Ein Grund war eine um 50 Millionen Euro höhere Risikovorsorge für ausfallgefährdete Kredite. Zudem sank das Zinsergebnis im Vergleich zum Vorjahresquartal um acht Prozent auf 743 Millionen Euro. Dies konnte auch der Provisionsüberschuss nicht ausgleichen, der um fast 36 Prozent auf 163 Millionen Euro gestiegen war.
Hauptgewinntreiber war das Geschäft mit Privatkunden. Die Sparte verzeichnete einen Vorsteuergewinn von 342 Millionen Euro – gut zehn Prozent unter dem Wert des Vorjahresquartals.
Der Gewinn der Firmenkundensparte ist regelrecht weggebrochen. So machte die Bank im Geschäft mit Unternehmenskunden einen Vorsteuergewinn von 22 Millionen Euro, was einem Rückgang von 81 Prozent entspricht.

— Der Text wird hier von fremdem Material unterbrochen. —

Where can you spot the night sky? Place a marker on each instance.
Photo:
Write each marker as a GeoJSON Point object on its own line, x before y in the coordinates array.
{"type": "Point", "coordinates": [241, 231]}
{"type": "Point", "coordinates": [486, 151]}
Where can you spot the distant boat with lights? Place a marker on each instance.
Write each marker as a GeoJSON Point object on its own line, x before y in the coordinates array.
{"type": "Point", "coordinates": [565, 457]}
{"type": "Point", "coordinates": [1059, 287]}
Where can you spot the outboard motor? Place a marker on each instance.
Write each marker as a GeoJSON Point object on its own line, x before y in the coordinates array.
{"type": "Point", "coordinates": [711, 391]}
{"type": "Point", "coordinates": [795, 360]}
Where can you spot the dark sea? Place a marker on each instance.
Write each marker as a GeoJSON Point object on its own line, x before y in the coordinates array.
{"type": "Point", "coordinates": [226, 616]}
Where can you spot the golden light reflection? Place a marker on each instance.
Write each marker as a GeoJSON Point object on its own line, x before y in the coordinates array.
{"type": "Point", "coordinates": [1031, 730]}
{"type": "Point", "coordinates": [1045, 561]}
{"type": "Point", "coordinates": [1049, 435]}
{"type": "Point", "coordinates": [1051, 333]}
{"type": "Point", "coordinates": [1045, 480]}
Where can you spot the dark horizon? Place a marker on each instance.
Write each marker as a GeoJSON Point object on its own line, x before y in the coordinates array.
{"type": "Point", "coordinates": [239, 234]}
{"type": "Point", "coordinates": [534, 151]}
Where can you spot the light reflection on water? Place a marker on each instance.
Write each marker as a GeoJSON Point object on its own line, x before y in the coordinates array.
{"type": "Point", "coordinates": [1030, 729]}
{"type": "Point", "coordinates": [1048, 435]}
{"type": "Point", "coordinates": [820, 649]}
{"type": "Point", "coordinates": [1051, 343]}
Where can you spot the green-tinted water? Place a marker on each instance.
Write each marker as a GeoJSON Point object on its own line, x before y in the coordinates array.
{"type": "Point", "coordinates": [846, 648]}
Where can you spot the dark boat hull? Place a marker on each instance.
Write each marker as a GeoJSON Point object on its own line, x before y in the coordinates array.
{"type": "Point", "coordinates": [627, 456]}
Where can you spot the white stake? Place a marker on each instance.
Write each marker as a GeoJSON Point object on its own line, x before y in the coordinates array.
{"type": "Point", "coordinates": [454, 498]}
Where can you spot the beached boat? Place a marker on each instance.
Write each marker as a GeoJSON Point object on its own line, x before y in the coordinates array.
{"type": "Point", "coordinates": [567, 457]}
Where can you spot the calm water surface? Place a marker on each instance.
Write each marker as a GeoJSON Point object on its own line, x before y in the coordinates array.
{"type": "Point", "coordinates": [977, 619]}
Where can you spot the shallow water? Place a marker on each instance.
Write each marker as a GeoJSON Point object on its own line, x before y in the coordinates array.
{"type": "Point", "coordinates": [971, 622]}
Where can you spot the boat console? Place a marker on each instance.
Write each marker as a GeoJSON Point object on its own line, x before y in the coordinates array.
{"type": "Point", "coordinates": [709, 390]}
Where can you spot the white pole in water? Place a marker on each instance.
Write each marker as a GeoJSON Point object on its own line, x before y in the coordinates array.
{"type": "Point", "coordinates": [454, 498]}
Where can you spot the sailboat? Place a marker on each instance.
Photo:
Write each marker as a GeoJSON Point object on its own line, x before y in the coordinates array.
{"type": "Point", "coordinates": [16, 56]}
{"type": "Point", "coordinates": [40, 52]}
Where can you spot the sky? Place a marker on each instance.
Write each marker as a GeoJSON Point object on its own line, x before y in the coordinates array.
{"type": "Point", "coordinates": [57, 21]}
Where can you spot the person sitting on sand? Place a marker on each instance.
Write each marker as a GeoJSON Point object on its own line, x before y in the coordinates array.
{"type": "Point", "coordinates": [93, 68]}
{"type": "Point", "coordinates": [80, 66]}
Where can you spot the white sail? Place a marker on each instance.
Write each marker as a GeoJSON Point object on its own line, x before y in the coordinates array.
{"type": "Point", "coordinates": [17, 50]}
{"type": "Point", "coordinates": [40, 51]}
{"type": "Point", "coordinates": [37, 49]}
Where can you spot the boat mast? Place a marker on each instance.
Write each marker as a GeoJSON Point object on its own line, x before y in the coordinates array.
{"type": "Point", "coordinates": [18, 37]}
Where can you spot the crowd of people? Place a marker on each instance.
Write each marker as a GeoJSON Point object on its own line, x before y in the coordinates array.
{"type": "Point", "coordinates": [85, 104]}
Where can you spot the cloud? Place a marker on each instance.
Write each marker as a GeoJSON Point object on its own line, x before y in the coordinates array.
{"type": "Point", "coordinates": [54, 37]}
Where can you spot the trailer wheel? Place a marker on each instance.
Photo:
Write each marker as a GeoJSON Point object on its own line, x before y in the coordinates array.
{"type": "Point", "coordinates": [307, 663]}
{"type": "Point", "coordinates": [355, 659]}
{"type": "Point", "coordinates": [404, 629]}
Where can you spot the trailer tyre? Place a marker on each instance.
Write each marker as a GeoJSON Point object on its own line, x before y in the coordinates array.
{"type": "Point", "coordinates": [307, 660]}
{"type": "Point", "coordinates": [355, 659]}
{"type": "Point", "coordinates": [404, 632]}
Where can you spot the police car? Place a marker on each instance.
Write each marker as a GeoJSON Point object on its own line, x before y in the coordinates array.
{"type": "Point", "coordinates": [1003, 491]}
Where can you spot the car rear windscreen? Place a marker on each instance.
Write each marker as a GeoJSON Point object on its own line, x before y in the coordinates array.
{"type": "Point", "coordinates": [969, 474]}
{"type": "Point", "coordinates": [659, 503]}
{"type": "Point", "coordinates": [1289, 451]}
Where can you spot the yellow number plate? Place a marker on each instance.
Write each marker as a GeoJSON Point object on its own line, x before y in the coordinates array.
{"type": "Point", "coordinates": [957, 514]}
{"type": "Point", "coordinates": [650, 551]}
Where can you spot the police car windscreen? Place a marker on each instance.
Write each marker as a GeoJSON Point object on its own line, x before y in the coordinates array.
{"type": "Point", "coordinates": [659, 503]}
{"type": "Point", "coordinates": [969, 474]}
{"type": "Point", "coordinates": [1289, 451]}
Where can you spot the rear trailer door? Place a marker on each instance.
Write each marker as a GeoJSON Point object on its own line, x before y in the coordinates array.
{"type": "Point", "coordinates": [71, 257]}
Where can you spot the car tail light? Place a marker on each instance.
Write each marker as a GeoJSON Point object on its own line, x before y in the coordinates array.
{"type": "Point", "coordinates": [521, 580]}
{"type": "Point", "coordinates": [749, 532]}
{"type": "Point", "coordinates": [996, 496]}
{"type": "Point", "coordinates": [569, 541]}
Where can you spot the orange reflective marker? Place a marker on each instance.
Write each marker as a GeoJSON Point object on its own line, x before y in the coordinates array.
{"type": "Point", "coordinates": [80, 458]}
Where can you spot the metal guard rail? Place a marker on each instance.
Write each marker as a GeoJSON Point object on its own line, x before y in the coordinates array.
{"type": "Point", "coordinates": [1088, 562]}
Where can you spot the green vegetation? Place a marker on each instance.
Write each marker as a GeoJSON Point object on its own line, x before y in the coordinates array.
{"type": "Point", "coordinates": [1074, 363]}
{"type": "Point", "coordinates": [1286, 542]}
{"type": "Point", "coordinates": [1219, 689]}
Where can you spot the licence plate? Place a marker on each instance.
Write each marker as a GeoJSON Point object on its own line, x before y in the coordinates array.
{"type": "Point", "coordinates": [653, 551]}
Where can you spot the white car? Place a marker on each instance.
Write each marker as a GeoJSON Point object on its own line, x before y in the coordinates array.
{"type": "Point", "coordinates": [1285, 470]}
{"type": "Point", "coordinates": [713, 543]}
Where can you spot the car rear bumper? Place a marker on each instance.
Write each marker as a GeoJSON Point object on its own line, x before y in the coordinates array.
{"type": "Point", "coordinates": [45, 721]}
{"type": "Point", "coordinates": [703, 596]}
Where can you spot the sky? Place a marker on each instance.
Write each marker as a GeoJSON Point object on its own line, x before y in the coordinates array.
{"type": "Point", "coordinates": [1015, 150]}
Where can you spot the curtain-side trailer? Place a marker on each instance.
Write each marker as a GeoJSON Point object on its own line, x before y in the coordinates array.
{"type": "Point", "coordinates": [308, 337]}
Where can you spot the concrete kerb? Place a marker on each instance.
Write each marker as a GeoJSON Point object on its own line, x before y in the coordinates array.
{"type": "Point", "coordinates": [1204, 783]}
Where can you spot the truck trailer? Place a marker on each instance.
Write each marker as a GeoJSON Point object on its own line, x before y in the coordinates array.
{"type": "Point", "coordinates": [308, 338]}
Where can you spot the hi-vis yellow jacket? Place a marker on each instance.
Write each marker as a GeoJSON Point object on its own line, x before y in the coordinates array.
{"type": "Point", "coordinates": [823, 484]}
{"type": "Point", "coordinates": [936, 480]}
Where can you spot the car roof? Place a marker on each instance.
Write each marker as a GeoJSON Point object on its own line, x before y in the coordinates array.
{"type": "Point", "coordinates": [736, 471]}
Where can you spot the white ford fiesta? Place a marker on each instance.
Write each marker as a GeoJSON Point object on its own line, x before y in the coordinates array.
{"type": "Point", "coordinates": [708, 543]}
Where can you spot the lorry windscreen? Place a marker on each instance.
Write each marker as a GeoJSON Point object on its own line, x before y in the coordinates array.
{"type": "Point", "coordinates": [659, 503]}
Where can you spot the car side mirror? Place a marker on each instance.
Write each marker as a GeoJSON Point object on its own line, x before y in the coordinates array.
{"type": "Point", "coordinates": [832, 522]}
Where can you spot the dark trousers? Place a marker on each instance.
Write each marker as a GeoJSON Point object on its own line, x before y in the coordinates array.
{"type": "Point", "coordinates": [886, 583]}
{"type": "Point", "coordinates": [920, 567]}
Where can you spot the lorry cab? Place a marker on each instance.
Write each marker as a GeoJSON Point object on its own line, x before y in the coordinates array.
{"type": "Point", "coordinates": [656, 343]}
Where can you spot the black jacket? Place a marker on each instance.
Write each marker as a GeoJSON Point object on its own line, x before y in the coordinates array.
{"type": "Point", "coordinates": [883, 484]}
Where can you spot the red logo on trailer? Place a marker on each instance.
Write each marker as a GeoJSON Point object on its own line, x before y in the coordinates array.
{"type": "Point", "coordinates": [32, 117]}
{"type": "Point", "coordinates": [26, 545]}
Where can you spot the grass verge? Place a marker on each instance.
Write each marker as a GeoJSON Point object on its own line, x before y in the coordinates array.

Mutterkonzern kündigt neues Aktienrückkaufprogramm an
Erst Ende März hatte die ING Deutschland ein lang gehegtes Ziel erreicht: Das Geldinstitut zählte erstmals mehr als zehn Millionen Kunden.
Auch der niederländische Mutterkonzern ist mit einem Gewinnrückgang ins neue Jahr gestartet, hat allerdings die Erwartungen der Analysten übertroffen. Der Nettogewinn sank um fast acht Prozent auf 1,46 Milliarden Euro, wie das Geldhaus in Amsterdam mitteilte. Analysten hatten hingegen nur 1,40 Milliarden Euro erwartet.
Zudem kündigte die Bank ein neues Aktienrückkaufprogramm in Höhe von zwei Milliarden Euro an. An der Börse kam das gut an, die Aktie legte um bis zu gut sieben Prozent zu.
Erstpublikation: 02.05.2025, 11:47 Uhr.